Du e-commerce au m-shopping : pas tous égaux

Au moment où les consommateurs franchissent un niveau supérieur dans le numérique, Havas Worldwide analyse la transition irrégulière du e-commerce vers le m-shopping. Qui cartonne en Chine mais ne décolle pas encore aux Etats-Unis. Côté Europe, l'Allemagne est le pays le plus orienté mobile, avec 47 % d'amateurs.

C’est certain, un nombre croissant de consommateurs hyper-connectés intègrent leur smartphone dans le processus d'achat. Pourtant, une nouvelle étude démontre que seulement 16 % des consommateurs internet américains ont utilisé leur appareil mobile pour faire leurs achats en ligne, contre 50 % en Chine, 48 % à Singapour et 42 % en Inde. Le phénomène mondial progresse donc à grand pas dans certains pays émergents, où les consommateurs connectés semblent plus enclins à surfer sur la vague du m-shopping que ceux des pays développés. Havas Worldwide, en collaboration avec une société de sondage partenaire, Market Probe International, estime en moyenne que 43 % des personnes ont utilisé leur smartphone pour rechercher un meilleur prix ou pour lire les avis de clients (consommateurs) publiés sur la toile lors d'un achat en boutique. De nombreux consommateurs utilisent plusieurs appareils pour effectuer leurs achats en ligne, même si les ordinateurs de bureau restent l'appareil le plus utilisé dans tous les pays.

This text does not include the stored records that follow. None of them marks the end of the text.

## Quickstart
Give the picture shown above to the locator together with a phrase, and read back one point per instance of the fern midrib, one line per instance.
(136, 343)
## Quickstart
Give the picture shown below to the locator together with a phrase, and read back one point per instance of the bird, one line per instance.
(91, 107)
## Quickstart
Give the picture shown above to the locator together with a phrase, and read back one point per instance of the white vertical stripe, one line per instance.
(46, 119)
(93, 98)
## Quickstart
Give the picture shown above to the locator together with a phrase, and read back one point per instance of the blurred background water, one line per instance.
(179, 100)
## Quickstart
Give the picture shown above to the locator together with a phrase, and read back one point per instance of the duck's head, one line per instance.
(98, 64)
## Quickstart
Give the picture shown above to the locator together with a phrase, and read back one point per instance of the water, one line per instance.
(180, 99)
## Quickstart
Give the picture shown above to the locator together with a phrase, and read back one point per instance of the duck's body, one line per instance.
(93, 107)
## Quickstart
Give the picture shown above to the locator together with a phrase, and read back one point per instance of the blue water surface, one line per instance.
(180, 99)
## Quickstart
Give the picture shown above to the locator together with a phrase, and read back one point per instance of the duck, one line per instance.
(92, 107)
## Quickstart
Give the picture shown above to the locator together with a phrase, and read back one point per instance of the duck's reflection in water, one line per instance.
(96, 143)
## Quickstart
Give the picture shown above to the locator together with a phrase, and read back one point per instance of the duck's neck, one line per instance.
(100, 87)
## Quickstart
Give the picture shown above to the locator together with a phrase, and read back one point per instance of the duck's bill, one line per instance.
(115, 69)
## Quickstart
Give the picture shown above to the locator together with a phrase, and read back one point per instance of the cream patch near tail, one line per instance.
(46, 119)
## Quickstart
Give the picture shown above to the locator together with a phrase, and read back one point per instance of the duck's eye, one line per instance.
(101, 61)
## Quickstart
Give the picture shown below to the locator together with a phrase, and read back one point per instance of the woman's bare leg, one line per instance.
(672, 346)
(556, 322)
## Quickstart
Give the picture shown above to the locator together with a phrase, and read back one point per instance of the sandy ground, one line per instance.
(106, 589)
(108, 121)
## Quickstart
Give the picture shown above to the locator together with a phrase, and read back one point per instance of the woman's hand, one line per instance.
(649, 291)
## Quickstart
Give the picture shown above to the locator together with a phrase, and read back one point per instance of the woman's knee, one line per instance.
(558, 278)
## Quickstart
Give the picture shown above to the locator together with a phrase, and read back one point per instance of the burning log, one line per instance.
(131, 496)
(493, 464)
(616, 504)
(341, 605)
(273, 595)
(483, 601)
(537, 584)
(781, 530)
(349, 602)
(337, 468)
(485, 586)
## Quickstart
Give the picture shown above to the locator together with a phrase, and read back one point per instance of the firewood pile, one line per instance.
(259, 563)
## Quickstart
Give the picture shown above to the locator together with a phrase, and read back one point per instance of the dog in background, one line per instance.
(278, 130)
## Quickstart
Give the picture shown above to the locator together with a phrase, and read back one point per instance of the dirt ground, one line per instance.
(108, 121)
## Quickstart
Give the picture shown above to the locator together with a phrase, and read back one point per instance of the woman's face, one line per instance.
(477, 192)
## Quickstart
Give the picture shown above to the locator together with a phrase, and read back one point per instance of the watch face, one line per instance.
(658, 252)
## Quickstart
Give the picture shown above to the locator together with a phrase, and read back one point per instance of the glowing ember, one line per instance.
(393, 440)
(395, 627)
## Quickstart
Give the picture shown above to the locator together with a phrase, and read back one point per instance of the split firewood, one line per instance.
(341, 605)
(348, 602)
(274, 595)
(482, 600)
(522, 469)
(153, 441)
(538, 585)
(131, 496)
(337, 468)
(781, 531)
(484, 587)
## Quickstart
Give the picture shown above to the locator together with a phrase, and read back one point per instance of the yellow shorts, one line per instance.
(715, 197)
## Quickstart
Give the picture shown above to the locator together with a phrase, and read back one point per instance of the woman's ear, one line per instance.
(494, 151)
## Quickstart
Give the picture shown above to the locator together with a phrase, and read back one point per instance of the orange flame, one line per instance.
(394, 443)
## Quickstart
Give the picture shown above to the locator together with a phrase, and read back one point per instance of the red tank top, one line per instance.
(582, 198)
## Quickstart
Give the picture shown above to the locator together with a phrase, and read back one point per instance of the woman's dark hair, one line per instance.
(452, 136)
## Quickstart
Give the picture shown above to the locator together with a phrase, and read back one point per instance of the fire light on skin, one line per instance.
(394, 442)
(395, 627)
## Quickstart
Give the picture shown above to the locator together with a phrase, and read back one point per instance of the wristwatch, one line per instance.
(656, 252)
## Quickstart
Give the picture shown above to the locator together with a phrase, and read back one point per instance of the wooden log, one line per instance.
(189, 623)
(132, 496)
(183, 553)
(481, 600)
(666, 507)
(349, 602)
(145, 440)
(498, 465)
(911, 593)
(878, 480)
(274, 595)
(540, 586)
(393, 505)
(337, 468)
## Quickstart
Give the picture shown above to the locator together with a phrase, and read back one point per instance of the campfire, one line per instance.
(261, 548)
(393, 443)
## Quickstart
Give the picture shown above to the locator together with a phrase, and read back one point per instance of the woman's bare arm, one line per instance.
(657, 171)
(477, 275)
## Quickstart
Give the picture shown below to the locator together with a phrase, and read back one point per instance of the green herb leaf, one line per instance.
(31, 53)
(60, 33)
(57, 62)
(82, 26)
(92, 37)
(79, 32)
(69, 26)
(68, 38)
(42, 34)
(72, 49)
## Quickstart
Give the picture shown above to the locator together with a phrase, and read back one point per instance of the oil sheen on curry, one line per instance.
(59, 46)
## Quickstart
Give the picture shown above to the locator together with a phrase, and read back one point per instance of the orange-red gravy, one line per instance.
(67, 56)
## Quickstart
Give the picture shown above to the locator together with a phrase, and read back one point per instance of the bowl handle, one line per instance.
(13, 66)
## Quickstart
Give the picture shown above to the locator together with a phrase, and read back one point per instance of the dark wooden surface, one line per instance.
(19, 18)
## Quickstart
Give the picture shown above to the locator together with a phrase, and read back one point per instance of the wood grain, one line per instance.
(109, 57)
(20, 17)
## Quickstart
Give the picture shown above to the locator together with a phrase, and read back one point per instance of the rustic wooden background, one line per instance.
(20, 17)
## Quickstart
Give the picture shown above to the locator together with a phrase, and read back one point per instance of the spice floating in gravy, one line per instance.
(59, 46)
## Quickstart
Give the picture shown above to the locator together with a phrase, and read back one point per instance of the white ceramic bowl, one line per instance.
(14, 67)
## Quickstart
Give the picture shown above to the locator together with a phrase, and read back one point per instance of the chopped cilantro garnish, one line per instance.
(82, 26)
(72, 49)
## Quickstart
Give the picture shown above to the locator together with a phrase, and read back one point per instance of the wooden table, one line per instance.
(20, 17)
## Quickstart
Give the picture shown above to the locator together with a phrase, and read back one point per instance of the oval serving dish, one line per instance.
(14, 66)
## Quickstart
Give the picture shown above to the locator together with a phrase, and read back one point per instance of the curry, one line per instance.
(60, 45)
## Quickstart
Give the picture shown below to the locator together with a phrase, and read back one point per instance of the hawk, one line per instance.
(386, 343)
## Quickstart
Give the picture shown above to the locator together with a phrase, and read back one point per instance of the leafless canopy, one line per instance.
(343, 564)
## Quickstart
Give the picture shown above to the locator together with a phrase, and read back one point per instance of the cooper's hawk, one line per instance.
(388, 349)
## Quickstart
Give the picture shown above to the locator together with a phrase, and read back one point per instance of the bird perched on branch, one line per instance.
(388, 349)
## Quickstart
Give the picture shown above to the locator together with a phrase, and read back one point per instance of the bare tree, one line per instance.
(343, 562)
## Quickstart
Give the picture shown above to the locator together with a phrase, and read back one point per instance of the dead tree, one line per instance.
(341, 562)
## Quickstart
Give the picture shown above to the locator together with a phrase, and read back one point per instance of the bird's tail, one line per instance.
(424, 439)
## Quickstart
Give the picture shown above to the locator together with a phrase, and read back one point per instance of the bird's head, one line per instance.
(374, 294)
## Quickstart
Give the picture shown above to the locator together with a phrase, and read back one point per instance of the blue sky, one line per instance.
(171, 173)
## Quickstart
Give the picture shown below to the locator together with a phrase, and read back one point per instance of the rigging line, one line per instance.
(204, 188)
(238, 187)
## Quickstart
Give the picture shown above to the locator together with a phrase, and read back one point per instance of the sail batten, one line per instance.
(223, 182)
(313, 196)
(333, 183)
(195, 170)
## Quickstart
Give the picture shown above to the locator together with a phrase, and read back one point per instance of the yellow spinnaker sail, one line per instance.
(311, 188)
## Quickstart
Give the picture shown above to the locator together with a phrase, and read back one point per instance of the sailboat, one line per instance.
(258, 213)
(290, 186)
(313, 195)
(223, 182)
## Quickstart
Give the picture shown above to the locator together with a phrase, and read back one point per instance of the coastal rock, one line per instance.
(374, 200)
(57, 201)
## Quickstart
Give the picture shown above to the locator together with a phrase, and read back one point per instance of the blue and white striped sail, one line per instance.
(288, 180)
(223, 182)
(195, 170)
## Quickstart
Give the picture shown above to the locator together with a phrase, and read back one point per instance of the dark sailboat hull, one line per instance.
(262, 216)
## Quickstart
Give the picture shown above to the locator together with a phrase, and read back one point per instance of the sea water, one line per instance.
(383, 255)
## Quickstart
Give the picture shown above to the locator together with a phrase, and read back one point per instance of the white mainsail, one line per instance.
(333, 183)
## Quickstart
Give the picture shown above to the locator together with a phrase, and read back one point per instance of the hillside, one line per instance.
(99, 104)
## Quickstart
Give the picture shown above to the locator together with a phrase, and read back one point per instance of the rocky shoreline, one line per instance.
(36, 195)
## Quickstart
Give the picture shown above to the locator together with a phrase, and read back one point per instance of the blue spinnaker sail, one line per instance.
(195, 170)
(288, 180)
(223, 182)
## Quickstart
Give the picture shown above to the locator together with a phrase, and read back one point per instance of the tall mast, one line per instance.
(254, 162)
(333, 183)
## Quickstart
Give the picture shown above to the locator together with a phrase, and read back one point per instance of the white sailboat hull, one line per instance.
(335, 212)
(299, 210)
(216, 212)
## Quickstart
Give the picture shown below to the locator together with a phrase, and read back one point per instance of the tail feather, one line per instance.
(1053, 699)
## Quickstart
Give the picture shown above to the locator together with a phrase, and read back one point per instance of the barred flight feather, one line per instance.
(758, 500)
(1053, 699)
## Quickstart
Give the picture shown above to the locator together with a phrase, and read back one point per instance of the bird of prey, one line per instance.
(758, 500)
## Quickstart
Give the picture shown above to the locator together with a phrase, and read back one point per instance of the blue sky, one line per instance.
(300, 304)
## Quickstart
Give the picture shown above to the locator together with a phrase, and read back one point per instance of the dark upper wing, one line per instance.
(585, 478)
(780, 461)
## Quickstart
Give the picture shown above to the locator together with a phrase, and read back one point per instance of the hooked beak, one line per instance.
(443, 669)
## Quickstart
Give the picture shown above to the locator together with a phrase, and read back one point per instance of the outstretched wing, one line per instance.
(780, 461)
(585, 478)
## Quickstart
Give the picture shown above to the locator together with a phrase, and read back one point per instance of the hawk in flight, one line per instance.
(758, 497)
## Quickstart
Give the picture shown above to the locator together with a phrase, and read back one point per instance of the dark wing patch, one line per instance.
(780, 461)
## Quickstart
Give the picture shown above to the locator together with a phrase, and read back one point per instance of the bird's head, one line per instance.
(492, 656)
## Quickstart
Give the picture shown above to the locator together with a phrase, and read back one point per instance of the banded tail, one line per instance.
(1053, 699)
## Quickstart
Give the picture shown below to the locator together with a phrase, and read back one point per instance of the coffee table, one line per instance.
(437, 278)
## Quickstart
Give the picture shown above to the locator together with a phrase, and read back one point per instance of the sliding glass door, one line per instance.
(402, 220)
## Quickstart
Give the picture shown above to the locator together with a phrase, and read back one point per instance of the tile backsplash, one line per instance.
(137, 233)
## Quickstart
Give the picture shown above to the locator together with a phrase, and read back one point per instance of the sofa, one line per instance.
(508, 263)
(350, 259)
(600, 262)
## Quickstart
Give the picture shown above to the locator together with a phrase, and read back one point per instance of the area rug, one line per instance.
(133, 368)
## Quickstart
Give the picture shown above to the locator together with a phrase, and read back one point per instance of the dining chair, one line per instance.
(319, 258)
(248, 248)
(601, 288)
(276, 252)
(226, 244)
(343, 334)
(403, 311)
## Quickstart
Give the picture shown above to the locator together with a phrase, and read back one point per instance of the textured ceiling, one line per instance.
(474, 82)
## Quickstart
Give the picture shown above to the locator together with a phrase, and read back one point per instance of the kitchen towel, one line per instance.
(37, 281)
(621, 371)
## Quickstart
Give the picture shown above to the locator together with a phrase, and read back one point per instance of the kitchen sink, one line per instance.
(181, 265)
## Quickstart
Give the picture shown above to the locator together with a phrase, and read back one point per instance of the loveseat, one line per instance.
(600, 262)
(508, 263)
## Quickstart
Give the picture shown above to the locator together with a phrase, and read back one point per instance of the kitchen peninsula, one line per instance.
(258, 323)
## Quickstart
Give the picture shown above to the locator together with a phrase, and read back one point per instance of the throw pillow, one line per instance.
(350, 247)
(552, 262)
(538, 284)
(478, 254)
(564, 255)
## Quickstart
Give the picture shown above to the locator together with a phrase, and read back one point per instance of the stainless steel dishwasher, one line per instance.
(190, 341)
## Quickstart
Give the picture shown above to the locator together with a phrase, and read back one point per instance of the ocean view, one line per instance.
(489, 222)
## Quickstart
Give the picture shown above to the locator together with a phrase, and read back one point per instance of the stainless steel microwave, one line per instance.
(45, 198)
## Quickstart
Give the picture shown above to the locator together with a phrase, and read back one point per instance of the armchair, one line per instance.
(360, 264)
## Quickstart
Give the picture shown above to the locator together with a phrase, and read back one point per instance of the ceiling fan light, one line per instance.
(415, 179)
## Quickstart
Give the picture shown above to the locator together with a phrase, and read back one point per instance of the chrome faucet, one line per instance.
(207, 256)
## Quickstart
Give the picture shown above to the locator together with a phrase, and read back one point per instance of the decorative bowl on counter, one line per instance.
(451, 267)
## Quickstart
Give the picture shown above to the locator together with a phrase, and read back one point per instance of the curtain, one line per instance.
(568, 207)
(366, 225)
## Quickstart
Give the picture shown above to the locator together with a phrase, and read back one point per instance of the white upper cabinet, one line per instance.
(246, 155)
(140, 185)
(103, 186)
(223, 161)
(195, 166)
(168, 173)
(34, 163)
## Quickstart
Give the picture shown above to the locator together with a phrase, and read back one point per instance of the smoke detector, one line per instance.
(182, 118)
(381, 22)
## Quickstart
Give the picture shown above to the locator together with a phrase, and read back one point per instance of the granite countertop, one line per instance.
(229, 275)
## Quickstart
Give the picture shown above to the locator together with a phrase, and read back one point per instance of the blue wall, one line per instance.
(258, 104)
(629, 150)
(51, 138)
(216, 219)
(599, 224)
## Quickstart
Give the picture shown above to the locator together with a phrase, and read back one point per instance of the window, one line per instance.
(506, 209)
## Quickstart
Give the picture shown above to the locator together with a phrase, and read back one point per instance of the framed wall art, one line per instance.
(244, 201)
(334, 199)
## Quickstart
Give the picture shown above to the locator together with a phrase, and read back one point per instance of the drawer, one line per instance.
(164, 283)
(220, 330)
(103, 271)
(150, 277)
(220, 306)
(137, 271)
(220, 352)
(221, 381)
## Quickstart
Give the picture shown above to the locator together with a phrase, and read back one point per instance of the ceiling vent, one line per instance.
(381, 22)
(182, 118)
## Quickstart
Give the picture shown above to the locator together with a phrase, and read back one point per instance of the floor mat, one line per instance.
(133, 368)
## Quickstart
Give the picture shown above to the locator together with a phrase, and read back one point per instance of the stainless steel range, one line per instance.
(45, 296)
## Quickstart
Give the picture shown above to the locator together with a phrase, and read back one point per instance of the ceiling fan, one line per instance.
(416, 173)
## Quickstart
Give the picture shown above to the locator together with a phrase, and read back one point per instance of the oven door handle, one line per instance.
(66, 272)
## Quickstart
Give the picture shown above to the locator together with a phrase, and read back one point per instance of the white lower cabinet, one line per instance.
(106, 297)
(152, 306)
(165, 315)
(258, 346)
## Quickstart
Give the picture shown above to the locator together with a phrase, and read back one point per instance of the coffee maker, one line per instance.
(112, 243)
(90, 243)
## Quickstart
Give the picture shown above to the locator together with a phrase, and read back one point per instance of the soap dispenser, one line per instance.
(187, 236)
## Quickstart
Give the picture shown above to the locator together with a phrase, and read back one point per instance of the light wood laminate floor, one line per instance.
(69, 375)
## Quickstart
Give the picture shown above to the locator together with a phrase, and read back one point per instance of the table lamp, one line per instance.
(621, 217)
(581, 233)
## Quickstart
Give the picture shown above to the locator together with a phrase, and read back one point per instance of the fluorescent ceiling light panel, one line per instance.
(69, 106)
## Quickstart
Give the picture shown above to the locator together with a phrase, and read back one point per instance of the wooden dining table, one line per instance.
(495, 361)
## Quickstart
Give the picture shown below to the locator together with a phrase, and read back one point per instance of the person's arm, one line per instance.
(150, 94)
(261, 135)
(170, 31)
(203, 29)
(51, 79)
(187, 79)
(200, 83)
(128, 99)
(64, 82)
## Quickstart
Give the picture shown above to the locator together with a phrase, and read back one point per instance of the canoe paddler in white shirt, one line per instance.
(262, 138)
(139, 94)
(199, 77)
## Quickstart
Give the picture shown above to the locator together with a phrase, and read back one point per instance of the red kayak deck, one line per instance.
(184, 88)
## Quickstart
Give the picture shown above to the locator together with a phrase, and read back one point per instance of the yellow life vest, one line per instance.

Plus de 80 % ont fait leurs achats via leur ordinateur personnel, 24 % l'ont fait via un ordinateur professionnel, 25 % en utilisant un appareil mobile et 14 % une tablette. Parmi les marchés développés, l'Allemagne est le pays le plus orienté mobile, avec le deuxième pourcentage le plus élevé (47 %) de consommateurs achetant via un ordinateur personnel et le plus fort pourcentage (40 %) d'utilisateurs de smartphone.  Au niveau mondial, plus d'un tiers (34 %) des sondés déclarent être à l'aise avec les achats de produits et services via leur smartphone, mais des écarts importants sont observés entre les Américains (26 %), les Chinois et les Indiens (respectivement, 64 et 54 %).

Est-ce assez sécurisé ?

Globalement, 78 % craignent, au moins ponctuellement, pour leur sécurité sur Internet, mais les pays latins sont de loin les plus craintifs. Ils sont, respectivement, 37 et 33 % à craindre en permanence pour leur sécurité en France et en Italie. Plus de trois sondés sur cinq (61 %) font davantage confiance aux critiques publiées sur les produits et les services par d'autres internautes qu'à celles des experts. Les pourcentages sont à nouveau bien plus élevés en Chine et en Inde (87 et 74 %), ainsi qu'au Brésil (78 %), et qu'aux Etats-Unis (58 %). 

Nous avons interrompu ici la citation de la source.